Für diese Vermögensübertragung beantragten die Geschenknehmer die Begünstigungen des § 5a iVm § 4 NeuFöG sowie des § 15a ErbStG. Das Formular NeuFö 3 legten sie vollständig ausgefüllt vor.

Mit Bescheid vom 4. Juni 2007, Erfassungsnummer zzz setzte das Finanzamt für Gebühren und Verkehrsteuern in Wien (künftig: das Finanzamt) gegenüber dem Bw. für den Rechtsvorgang betreffend die Schenkung von Herrn JR (dem Vater des Bw.) die Schenkungssteuer in der Höhe von € 110,80 fest. Das Finanzamt versagte die begehrte Befreiung gemäß § 15a ErbStG mit dem Hinweis, dass die Übergeber laut Auskunft des zuständigen Lagefinanzamtes keine Einkünfte aus Land- und Forstwirtschaft gehabt hätten.

Gegen diesen Bescheid erhob der Bw. mit Eingabe vom 26. Juni 2007 den Rechtsbehelf der Berufung. Der Bw. bezeichnete darin die Auskunft des Lagefinanzamtes als völlig unerklärlich. Sollten wider Erwarten, aus welchen Grünen auch immer, insbesondere aus Gründen der Pauschalierung tatsächlich keine steuerpflichtigen Einkünfte vorliegen, so werde auf das Erkenntnis des Verwaltungsgerichtshofes vom 4. Dezember 2003, Zl. 2002/16/0246, verwiesen, wonach es vom Gesetz nicht gefordert sei, dass der Übergeber unmittelbar vor der Übergabe derartige Einkünfte im Sinne der angeführten einkommensteuerrechtlichen Bestimmungen erzielt habe.

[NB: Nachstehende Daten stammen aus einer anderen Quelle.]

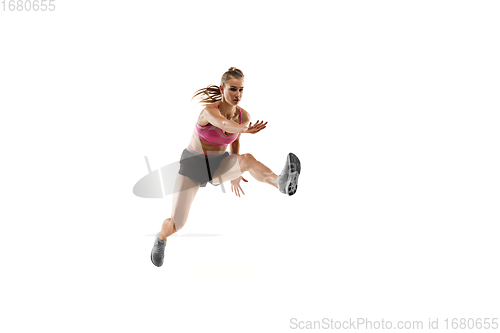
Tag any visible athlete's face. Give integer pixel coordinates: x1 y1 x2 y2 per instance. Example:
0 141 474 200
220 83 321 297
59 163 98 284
221 79 245 105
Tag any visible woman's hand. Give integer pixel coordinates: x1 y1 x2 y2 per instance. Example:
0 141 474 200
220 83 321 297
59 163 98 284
243 120 267 134
231 176 248 196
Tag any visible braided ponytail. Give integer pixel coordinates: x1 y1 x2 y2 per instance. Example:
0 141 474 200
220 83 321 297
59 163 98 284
191 67 245 103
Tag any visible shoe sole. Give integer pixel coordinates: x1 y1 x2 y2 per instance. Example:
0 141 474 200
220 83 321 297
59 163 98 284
285 153 300 195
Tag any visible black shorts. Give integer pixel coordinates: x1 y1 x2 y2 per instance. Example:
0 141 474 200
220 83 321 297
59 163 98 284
179 148 229 187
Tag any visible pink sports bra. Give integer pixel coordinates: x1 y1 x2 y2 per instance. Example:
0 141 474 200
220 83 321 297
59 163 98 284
195 103 241 147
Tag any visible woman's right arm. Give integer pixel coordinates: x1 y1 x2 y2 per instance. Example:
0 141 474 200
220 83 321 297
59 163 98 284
203 105 248 133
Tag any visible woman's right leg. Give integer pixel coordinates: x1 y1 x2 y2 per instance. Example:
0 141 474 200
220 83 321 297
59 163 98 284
158 174 200 241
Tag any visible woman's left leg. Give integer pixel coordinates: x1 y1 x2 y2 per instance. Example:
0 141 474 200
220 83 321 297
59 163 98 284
212 154 278 188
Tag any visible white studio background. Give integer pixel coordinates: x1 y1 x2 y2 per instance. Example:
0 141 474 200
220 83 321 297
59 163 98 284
0 0 500 332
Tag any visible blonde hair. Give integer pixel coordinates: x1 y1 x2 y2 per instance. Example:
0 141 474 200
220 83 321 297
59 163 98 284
191 67 245 103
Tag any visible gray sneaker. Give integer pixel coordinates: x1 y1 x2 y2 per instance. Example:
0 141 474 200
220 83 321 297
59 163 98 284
276 153 300 195
151 233 167 267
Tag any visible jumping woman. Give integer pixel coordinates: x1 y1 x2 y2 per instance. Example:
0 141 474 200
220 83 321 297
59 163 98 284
151 67 300 267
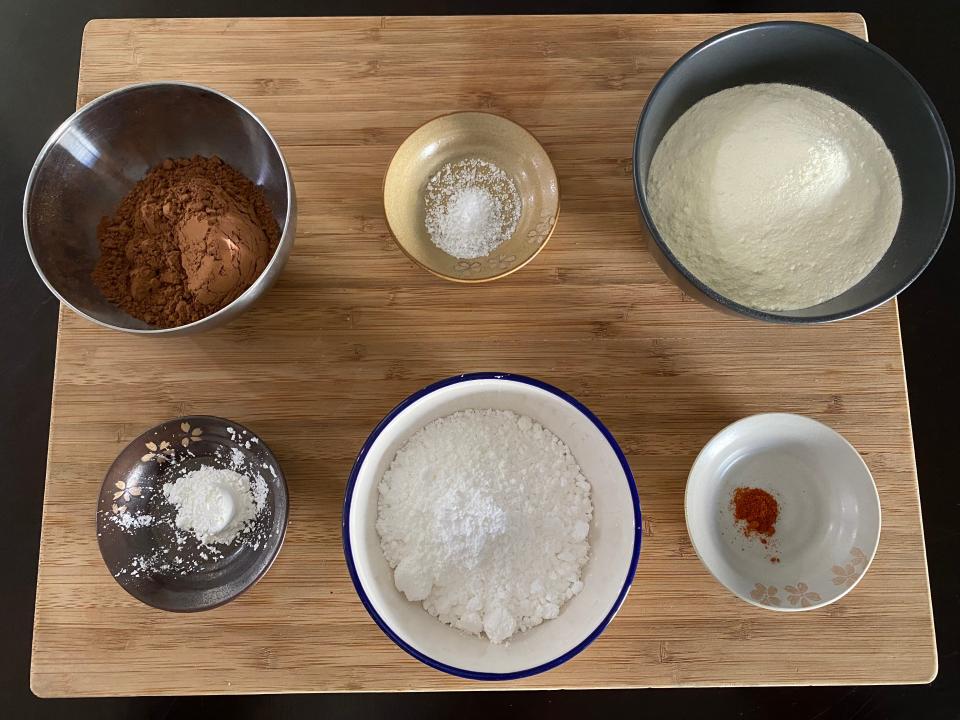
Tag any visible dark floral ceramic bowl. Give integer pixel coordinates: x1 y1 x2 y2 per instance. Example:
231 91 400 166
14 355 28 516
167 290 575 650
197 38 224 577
97 416 287 612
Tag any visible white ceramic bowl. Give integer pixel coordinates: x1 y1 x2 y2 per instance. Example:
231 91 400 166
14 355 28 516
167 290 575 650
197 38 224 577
685 413 880 611
343 373 641 680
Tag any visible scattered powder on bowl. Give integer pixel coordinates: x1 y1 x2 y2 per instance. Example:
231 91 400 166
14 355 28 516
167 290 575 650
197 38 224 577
163 465 267 545
377 410 593 643
424 158 522 260
98 428 277 577
646 83 903 311
93 155 280 328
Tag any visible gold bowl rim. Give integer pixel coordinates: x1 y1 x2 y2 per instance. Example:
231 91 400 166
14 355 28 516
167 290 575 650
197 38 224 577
380 110 561 285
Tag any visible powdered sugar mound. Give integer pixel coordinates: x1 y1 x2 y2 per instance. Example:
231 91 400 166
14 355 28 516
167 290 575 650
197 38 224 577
163 465 258 545
377 410 593 643
424 158 522 259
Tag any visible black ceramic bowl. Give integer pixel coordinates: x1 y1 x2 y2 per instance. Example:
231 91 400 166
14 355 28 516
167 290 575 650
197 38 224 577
633 22 955 323
97 415 287 612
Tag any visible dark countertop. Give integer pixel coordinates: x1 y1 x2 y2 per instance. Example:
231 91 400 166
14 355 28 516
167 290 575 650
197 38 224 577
0 0 960 720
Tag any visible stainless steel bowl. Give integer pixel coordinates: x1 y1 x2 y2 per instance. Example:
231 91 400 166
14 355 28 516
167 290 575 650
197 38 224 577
23 82 297 335
633 22 955 323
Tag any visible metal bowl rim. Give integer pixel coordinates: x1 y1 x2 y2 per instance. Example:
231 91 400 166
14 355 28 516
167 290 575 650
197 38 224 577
23 80 296 336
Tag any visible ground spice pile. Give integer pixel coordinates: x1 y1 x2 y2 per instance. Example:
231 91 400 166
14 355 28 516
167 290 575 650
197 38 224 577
93 155 280 328
730 487 780 544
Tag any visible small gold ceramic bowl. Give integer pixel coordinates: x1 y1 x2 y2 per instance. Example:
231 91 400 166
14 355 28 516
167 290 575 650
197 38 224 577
383 112 560 283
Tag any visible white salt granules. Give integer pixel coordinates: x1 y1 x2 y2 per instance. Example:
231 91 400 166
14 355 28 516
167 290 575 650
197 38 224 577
424 158 522 260
377 410 593 643
163 465 266 545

Das daraufhin neuerlich befasste Lagefinanzamt bestätigte mit Schreiben vom 5. September 2007, dass bei den Übergebern keine Einkünfte aus Land- und Forstwirtschaft erfasst seien.

Das Finanzamt wies sodann mit Berufungsvorentscheidung vom 12. September 2007 die Berufung als unbegründet ab.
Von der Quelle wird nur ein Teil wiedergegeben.